Amy has another curious encounter with the observation-window-eyepatch-woman and Rory listens to the Jennifer-Ganger’sachingly sad’little girl lost’ speech as she struggles to maintain her, orrather, someone else’s identity. ‘Where’s the real Jennifer?’ asks Rory, ignoringher compliments about his ‘kind’ eyes. ‘I am Jennifer Lucas! I’m not a monster. I am me.’ The Doctor finds the TARDIS sunk in an acid pool, loses his place and then tries to factor a peace accord between the parties: ‘We take two choices. The maiden is to pull each other apart – not my favourite. The back is to knuckle down and bring together.’ But, that plan goes out of thm window when Cleaves kills one the Buzzer-Ganger with the chilling line: ‘If it’s war, it’s war.’

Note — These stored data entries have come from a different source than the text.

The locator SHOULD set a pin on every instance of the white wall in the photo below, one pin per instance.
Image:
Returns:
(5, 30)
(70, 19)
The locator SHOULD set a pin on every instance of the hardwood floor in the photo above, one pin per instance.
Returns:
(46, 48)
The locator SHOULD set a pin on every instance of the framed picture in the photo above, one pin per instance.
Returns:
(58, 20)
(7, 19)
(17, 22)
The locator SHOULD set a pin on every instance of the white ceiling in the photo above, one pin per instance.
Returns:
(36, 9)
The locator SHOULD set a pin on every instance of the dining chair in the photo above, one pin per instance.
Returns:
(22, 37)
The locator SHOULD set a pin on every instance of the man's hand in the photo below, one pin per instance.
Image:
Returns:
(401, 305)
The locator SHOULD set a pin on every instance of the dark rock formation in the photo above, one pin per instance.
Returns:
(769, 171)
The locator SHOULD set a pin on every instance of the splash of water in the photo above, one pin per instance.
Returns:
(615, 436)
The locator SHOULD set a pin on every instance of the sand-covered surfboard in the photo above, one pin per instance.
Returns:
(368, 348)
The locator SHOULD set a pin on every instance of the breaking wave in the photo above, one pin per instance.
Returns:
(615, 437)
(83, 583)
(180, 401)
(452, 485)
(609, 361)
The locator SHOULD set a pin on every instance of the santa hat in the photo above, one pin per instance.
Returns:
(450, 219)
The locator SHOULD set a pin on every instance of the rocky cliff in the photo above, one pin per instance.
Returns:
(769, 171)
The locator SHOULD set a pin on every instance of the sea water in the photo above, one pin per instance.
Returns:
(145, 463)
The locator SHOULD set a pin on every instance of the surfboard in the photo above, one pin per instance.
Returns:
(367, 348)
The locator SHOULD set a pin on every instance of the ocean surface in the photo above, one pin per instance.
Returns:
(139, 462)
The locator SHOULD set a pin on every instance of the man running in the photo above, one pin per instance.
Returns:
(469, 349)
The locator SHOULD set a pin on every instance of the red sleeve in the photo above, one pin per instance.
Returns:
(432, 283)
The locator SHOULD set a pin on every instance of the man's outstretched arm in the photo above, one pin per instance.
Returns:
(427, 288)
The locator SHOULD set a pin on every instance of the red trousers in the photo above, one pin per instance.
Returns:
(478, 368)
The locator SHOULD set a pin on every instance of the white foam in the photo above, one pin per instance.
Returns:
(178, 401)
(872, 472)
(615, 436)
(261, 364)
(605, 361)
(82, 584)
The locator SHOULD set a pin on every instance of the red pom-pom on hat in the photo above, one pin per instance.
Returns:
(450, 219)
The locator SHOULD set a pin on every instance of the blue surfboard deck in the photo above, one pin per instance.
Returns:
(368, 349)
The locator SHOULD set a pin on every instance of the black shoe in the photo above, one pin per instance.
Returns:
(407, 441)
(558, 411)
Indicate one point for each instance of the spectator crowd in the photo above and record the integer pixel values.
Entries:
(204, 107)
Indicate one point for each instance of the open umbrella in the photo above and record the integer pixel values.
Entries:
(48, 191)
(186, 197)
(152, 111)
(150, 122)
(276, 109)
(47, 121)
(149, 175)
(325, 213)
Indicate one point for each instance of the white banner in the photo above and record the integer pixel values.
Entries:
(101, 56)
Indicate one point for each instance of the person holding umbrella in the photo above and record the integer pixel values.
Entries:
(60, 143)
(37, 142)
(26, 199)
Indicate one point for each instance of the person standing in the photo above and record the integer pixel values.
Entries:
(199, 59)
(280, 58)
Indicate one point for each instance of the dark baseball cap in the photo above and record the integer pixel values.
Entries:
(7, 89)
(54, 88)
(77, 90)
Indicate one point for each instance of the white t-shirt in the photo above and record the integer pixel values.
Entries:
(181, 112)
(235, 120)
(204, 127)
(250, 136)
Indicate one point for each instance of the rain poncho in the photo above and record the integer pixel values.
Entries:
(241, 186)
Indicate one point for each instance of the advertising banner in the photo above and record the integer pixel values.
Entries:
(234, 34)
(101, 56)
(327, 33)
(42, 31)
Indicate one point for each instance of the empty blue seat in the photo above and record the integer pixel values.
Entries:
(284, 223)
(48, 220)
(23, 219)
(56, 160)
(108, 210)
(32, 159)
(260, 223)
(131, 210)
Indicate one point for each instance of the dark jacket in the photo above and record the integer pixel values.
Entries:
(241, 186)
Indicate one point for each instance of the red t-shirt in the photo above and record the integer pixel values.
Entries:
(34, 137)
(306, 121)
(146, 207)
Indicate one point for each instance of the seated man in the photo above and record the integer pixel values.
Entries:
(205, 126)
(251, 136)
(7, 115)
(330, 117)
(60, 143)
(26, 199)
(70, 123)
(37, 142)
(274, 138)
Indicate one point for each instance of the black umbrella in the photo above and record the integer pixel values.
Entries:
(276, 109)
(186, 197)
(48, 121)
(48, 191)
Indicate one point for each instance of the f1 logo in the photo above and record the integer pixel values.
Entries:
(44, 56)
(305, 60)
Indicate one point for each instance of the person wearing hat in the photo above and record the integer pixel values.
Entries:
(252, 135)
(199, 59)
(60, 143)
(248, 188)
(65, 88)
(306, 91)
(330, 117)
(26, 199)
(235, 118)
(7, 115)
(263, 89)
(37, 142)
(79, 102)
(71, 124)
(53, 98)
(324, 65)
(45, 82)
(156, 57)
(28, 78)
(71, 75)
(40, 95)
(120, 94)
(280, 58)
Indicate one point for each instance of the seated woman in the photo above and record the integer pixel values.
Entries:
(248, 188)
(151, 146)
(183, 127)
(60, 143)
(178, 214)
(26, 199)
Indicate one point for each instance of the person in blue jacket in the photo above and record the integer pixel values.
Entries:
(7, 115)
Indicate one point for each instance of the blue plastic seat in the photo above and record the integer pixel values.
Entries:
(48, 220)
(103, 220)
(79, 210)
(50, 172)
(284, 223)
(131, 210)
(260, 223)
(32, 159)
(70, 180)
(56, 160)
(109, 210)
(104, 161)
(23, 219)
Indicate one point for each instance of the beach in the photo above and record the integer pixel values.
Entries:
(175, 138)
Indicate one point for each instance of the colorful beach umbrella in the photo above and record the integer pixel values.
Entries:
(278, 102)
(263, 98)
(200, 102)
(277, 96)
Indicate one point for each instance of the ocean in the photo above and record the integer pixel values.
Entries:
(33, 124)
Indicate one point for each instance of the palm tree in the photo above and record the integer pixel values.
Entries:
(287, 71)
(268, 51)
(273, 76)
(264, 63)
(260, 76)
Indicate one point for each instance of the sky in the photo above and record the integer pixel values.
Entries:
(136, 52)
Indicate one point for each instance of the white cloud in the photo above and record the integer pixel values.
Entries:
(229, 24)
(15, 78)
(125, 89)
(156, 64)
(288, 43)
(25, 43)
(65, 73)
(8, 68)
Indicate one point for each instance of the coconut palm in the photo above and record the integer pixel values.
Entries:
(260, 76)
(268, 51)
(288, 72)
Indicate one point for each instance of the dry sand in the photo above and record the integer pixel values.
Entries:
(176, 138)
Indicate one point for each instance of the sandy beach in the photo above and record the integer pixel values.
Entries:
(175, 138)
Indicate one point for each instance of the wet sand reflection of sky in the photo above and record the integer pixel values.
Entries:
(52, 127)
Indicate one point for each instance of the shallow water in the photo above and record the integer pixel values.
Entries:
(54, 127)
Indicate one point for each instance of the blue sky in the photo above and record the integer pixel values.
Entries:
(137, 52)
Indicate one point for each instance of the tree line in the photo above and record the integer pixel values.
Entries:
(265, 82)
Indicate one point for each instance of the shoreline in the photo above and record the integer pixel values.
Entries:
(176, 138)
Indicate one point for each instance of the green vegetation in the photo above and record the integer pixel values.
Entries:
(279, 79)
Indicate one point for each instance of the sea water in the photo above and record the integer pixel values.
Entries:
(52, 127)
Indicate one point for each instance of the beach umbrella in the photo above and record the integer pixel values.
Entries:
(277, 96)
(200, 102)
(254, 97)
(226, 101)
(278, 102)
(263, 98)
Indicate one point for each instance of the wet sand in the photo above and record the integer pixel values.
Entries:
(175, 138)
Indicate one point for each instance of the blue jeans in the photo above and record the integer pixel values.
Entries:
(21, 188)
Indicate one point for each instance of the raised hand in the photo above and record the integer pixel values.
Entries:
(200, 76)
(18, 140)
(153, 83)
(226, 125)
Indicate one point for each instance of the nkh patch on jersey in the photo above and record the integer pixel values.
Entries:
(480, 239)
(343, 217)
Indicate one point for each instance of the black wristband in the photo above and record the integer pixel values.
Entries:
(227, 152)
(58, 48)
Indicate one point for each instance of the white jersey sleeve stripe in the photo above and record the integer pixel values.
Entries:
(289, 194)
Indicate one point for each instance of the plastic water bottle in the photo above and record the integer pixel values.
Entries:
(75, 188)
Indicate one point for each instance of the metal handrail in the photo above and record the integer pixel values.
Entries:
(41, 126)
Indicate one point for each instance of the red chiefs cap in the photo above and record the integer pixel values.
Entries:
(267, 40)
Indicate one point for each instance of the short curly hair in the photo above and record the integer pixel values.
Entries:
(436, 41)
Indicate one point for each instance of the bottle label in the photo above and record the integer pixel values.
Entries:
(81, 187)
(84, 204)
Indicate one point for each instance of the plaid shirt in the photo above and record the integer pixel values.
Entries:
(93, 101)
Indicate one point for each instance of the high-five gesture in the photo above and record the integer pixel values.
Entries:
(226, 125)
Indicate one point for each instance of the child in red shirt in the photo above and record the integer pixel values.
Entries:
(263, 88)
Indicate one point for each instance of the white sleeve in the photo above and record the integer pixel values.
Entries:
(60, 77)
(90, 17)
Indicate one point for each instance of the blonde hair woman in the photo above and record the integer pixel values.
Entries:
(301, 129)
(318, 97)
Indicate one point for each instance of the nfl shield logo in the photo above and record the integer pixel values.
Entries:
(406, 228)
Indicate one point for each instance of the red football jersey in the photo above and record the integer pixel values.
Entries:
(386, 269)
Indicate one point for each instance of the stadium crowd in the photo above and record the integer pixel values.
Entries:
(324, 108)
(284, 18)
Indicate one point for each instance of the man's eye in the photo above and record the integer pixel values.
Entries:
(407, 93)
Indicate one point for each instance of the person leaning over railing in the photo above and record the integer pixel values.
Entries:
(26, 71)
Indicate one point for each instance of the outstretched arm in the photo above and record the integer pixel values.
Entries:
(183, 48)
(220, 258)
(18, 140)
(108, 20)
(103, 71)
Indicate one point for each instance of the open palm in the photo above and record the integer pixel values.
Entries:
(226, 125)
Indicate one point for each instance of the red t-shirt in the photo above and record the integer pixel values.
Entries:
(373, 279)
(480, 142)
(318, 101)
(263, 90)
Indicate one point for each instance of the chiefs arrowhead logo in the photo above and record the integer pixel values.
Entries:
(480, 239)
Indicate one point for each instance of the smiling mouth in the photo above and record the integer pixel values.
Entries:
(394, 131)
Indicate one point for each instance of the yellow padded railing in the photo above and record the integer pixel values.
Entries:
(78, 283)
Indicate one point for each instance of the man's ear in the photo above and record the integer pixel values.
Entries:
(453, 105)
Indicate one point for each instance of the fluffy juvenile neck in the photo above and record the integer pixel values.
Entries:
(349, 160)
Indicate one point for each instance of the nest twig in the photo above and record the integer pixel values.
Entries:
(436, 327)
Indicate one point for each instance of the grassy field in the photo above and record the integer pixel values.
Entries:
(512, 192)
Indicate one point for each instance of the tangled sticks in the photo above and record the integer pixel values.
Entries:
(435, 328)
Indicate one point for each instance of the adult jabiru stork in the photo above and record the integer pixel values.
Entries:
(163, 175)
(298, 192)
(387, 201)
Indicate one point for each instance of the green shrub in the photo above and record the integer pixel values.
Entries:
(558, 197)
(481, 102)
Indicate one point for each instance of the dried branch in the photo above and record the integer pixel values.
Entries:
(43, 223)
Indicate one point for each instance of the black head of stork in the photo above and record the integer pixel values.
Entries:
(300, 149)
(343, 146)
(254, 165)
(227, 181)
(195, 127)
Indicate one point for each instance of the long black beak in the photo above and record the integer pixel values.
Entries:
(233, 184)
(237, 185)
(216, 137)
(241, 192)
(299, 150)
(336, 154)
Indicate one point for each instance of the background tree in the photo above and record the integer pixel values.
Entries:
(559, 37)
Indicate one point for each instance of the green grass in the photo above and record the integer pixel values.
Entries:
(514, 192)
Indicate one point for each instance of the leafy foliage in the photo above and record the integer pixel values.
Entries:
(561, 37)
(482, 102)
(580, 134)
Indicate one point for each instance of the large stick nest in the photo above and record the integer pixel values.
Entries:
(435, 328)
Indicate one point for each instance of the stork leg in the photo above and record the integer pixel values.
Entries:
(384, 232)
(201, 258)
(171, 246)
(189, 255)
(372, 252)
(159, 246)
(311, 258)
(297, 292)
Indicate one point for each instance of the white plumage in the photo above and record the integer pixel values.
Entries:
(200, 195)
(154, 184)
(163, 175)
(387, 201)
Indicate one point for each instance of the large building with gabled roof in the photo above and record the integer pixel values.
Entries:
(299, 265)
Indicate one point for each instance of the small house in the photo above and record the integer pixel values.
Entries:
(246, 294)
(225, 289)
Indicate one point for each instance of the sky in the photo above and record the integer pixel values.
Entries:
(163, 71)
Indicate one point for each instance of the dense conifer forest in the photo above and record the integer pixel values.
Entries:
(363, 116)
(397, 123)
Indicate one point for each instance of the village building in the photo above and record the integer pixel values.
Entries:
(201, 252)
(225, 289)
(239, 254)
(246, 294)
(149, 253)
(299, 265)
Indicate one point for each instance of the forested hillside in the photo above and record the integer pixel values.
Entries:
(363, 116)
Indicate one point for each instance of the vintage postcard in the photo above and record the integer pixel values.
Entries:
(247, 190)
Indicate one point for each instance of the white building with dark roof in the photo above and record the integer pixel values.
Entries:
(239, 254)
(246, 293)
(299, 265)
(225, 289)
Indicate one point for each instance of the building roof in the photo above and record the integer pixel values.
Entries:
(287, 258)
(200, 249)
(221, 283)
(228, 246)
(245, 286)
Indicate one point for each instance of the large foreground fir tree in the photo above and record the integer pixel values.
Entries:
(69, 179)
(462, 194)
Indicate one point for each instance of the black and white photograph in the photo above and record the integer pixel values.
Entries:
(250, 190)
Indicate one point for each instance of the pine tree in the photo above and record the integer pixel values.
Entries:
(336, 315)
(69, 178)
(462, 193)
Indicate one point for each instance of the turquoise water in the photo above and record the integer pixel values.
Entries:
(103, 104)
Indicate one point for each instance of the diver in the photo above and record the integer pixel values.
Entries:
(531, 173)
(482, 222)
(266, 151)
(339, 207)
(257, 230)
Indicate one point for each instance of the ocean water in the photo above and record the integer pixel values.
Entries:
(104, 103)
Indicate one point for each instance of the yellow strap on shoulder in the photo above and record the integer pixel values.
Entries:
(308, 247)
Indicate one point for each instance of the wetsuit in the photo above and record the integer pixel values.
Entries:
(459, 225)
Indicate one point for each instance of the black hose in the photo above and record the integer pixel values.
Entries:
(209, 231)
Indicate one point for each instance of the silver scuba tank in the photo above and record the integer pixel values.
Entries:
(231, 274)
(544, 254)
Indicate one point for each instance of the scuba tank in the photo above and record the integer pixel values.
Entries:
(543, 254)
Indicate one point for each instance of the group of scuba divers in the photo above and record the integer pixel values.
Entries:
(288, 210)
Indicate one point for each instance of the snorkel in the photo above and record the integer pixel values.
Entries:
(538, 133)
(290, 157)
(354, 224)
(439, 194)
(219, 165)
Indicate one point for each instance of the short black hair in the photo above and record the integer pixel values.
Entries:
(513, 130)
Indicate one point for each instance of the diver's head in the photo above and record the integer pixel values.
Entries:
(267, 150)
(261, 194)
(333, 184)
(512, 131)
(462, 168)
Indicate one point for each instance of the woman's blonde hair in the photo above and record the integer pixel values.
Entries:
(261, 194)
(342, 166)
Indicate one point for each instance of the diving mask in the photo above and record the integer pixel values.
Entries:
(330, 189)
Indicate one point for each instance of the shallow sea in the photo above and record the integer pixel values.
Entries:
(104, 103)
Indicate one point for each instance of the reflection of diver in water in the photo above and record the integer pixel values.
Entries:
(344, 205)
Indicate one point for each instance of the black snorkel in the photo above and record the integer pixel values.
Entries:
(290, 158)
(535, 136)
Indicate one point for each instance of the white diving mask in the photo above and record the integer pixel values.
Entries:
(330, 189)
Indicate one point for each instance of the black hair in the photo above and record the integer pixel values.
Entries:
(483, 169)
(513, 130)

The Rebel Flesh is not a mere morality tale, it has a depth and a correspondence that the series has often grappled with in the past but, all to often, found simply that bit to difficult a fully contain within twenty five or forty five minute episodes. It resembles several early Pertweestories – notably The Ambassadors of Death – in so openly straddling a barbed-wire fence of intolerance.That there’s time for humour (The Doctor’s ‘lots of planets experience a North’ ethos having slipped in only two generations into’eee-ba’y-gum’stereotyping, for one example) is an added bonus. There’s also, it would seem, a sentence for issues of hope and charge to be discussed. And, there will ,no doubt, be more of those next week. Then, there’s a cliffhanger which is summed up in one of the episode’s best lines: ‘Yes, it’s insane. And, it’s about to get even more insanerer. Is that a word?’
‘Correct in every respect, Pond. It’s frightening, unexpected, frankly a number and utter splattering mess on the carpet. But I am certain – one hundred per cent certain – that we can work this out. Trust me, I’m The Doctor.’ Matthew, about Fear Her. You’re forgiven, all right?
And so to Keith Telly Topping’s 45 of the Day. Crank up the bulwark of sound, Phil.